Gold Maintains Gains Near Record High Supported by Inflation Data and Interest Rate Cut Expectations
Gold prices near $4,320/oz, supported by U.S. inflation drop and interest rate cut expectations, with geopolitical tensions boosting demand.
Gold prices traded near $4,320 per ounce on Friday, maintaining proximity to the historical high recorded in October and heading for a second consecutive weekly gain, supported by the slowdown in inflation in the United States and strengthened expectations for further interest rate cuts.
Data showed that the U.S. inflation rate dropped to 2.7% in November, lower than the expected 3.1%, while core inflation fell to 2.6%, marking the slowest pace since March 2021. These figures reinforced market confidence that price pressures are gradually easing, strengthening the rationale for the Federal Reserve to lower interest rates in the coming period.
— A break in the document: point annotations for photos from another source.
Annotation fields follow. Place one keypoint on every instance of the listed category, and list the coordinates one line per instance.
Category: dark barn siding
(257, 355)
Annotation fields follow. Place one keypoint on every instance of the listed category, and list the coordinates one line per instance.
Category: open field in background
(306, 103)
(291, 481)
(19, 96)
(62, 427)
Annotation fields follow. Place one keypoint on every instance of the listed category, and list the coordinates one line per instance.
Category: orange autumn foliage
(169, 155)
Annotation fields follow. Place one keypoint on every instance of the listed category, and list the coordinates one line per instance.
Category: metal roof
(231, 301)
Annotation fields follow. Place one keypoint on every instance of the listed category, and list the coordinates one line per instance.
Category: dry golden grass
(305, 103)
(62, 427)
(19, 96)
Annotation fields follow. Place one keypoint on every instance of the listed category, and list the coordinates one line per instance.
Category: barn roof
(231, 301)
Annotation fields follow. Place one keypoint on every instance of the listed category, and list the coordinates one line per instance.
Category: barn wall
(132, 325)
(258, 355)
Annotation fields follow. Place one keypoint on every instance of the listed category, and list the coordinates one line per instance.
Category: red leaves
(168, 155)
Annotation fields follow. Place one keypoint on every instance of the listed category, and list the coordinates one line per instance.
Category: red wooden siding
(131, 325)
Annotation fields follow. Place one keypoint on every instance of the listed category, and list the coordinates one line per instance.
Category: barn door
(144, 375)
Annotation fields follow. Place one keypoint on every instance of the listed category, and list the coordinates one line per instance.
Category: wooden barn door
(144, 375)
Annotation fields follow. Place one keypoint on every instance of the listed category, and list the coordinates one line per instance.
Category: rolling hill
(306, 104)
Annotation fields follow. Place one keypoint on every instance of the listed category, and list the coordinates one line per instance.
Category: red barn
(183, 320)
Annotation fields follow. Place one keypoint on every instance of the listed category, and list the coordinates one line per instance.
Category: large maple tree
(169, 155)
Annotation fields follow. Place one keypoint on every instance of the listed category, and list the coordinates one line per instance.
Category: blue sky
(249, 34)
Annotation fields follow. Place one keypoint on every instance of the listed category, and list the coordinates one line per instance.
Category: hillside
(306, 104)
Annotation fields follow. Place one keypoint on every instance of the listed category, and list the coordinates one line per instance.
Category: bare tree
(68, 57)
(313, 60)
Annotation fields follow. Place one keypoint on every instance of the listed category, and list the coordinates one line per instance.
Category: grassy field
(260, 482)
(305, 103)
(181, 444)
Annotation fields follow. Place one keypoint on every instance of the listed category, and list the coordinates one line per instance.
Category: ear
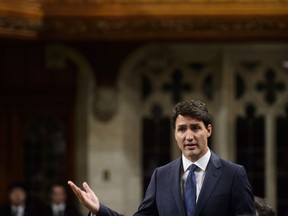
(209, 130)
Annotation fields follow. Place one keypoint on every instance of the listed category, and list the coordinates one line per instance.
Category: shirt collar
(201, 163)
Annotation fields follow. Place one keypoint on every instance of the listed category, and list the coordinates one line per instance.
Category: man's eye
(196, 128)
(181, 129)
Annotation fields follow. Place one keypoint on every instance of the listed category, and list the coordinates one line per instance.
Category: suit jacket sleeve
(105, 211)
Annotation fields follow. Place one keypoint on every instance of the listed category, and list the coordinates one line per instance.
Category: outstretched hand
(87, 197)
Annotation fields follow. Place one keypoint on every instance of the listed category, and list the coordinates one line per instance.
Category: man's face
(192, 137)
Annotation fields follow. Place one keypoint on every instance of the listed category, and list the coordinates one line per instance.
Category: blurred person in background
(263, 208)
(20, 204)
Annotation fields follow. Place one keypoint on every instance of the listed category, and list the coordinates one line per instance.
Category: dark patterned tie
(190, 191)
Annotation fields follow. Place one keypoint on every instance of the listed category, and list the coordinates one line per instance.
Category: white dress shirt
(199, 172)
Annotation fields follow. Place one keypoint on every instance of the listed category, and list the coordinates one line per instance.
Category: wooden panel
(145, 19)
(29, 93)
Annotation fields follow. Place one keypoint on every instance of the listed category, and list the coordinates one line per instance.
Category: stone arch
(56, 58)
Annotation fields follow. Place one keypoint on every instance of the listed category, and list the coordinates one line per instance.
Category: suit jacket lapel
(176, 185)
(212, 176)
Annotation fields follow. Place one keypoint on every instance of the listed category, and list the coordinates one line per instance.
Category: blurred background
(87, 88)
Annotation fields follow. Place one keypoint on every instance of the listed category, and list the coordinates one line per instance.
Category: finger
(87, 188)
(75, 189)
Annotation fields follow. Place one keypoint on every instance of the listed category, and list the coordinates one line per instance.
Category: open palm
(87, 197)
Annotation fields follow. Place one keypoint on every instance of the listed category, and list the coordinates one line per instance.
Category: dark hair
(16, 185)
(194, 108)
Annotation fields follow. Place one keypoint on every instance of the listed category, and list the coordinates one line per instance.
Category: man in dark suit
(219, 187)
(20, 203)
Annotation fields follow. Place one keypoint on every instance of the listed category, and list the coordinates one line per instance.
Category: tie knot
(193, 167)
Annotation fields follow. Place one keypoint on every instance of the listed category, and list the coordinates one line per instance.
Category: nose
(189, 135)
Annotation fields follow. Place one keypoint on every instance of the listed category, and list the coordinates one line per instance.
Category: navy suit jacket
(226, 191)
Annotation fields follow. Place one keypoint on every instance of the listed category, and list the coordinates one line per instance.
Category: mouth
(190, 145)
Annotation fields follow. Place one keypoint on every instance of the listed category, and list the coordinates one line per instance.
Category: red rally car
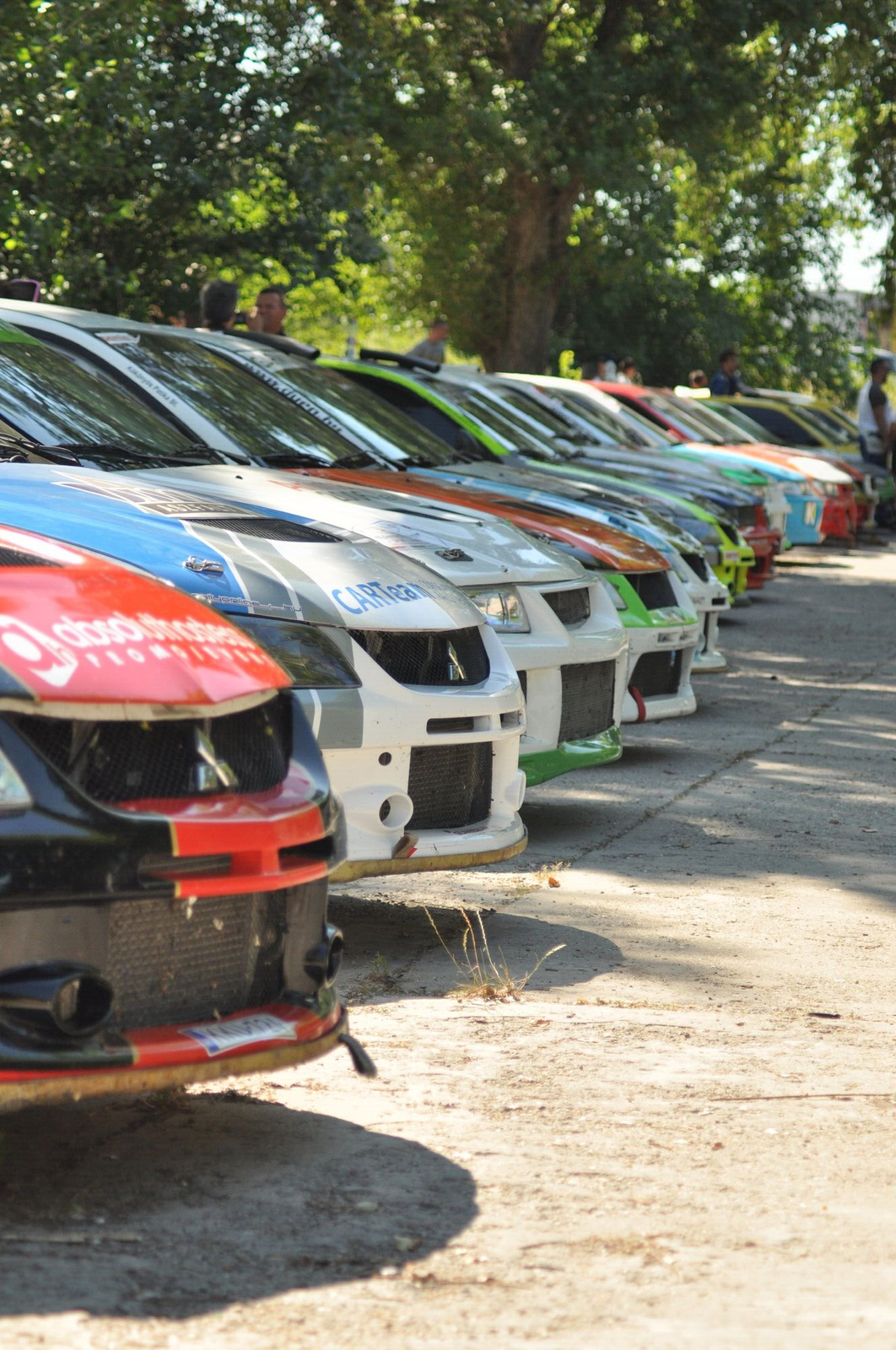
(166, 832)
However, investors noted that the recent data was partially incomplete due to disruptions in price data collection during October caused by the U.S. government shutdown, which limited the availability of detailed monthly readings.
Markets Price in Rate Cuts
Current market pricing indicates about a 25% chance of an interest rate cut in January, with a strong likelihood of a cut by April, which supports gold as a non-yielding asset.
Geopolitical Tensions Boost Demand
In addition to monetary factors, ongoing geopolitical tensions continued to support the precious metal, amid U.S. moves to halt sanctioned Venezuelan oil shipments following an incident involving a seized tanker, as well as renewed tensions in Ukraine after Russian President Vladimir Putin reaffirmed regional demands.
Exceptional Annual Performance
On an annual basis, gold has risen approximately 65% since the beginning of the year, marking the strongest annual gains since 1979, reflecting its status as a safe haven during periods of economic and financial uncertainty.